Venezuela : Maduro contre-attaque avec deux Petros et une présidentielle

Sous le joug d’un très sévère blocus US, le président vénézuélien Nicolás Maduro a contre-attaqué sur deux terrains sensibles : la finance et la démocratie.

On (lisez les médias mainstream occidentaux) ne l’attendait pas sur ces terrains-là :

  • En créant deux crypto-monnaies – le Petro adossé au prix du pétrole (dont le Venezuela est grand producteur) et bientôt une nouvelle monnaie adossée au prix de l’or – Nicolás Maduro attaque directement la suprématie du dollar US.
  • En avançant l’élection présidentielle au 22 avril 2018, le président vénézuélien profite de l’éparpillement de ses opposants et se place sur un terrain démocratique que ses adversaires occidentaux se croyaient forts de lui contester.

Un double-affront au roi-dollar

Chose promise chose due, le Petro vénézuélien a officiellement vu le jour le 20 février 2018 par le lancement d’une prévente de cette nouvelle monnaie virtuelle au tarif d’un Petro pour le prix d’un baril. Nicolás Maduro :

« J’ai ordonné l’émission de 100 millions de Petro appuyée par toute la richesse vénézuélienne. Chaque Petro aura la valeur marchande d’un baril de pétrole vénézuélien .»

Le plus drôle est que l’affaire semble plutôt bien partie : Nicolás Maduro a estimé les gains de cette prévente à 735 millions de dollars US.

Mais le président ne s’est pas arrêté en si bon chemin. Il a poursuivit sa contre-offensive en annonçant le lancement dès la semaine prochaine d’un nouveau « petro » qui serait, lui, soutenu par l’or.

Deux manières donc de contester le blocus US basé sur l’hégémonie du roi-dollar – désormais bousculée y compris en Amérique latine.

La coalition anti-Chavez sur l’air de « Tu veux ou tu veux pas ? »

En avançant la présidentielle 2018 au 22 avril prochain, Nicolás Maduro, le « dictateur » vénézuélien (selon l’Occident), a attaqué sur un autre terrain, celui politique de la démocratie, chasse gardée voulait-on (lisez les médias mainstream occidentaux) nous faire croire de l’empire occidental.

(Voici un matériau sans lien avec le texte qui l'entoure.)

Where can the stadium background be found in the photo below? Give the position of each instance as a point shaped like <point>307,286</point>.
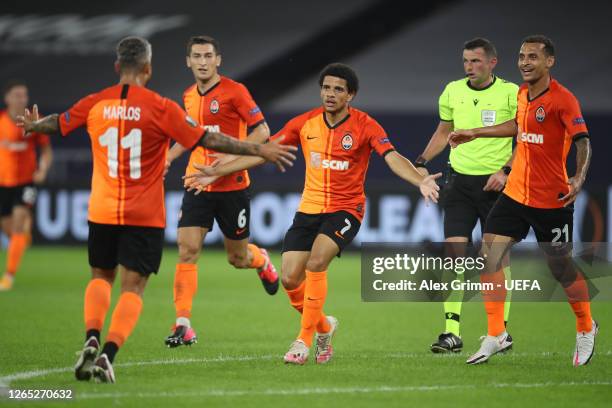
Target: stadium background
<point>65,50</point>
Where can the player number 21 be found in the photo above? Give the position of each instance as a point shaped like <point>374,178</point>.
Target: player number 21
<point>132,142</point>
<point>559,231</point>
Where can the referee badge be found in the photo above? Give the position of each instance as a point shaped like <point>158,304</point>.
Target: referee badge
<point>488,117</point>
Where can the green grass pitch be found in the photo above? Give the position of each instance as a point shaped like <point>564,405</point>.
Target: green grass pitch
<point>382,350</point>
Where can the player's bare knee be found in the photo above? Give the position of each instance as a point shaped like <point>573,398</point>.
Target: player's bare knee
<point>189,251</point>
<point>291,282</point>
<point>105,274</point>
<point>238,260</point>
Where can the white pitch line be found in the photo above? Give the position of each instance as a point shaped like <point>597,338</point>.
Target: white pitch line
<point>25,375</point>
<point>332,390</point>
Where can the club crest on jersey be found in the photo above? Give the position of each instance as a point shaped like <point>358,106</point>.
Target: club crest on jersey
<point>315,160</point>
<point>214,106</point>
<point>347,141</point>
<point>540,114</point>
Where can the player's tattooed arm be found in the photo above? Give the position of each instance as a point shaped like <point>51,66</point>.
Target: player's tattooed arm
<point>583,161</point>
<point>274,152</point>
<point>404,169</point>
<point>30,122</point>
<point>583,157</point>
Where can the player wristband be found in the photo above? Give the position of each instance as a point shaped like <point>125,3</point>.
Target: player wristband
<point>420,162</point>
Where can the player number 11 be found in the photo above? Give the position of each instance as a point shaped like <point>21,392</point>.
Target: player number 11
<point>132,142</point>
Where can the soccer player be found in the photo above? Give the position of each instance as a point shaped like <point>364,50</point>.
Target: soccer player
<point>538,192</point>
<point>337,141</point>
<point>478,170</point>
<point>130,127</point>
<point>227,106</point>
<point>19,175</point>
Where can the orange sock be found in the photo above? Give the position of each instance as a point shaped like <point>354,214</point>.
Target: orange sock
<point>17,246</point>
<point>296,298</point>
<point>125,316</point>
<point>578,298</point>
<point>494,302</point>
<point>258,258</point>
<point>97,302</point>
<point>185,287</point>
<point>314,298</point>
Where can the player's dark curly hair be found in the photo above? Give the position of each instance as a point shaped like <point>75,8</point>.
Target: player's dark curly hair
<point>203,39</point>
<point>549,46</point>
<point>133,53</point>
<point>341,71</point>
<point>483,43</point>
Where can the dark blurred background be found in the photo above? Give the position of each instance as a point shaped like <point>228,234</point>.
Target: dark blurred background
<point>404,57</point>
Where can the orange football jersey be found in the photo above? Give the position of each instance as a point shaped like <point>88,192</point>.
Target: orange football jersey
<point>130,128</point>
<point>547,126</point>
<point>17,153</point>
<point>337,159</point>
<point>229,108</point>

Réclamé à cor et à cri par la MUD (Mesa de la Unidad Democrática), coalition des partis anti-Chavez, cette avancée de date ne convient soudain plus à cette opposition. Il faut dire que celle-ci est en pleine désorganisation après une série de défaites… électorales : l’une lors des élections régionales d’octobre 2017 (auxquelles la MUD, donnée vainqueur par les sondages, accepta de participer), l’autre aux élections municipales de décembre dernier (où elle préféra rester à l’écart d’un nouveau camouflet).

Mercredi 21 février, les partis réunis au sein de la MUD ont annoncé qu’ils boycotteraient la présidentielle d’avril. Raison invoquée : il est nécessaire de changer le régime « le plus tôt possible »… mais les conditions électorales ne seraient pas réunies – NB : les sondages donnent le candidat chaviste largement gagnant « même sans tricher » (dixit Félix Seijas, directeur de l’institut de sondage Delphos).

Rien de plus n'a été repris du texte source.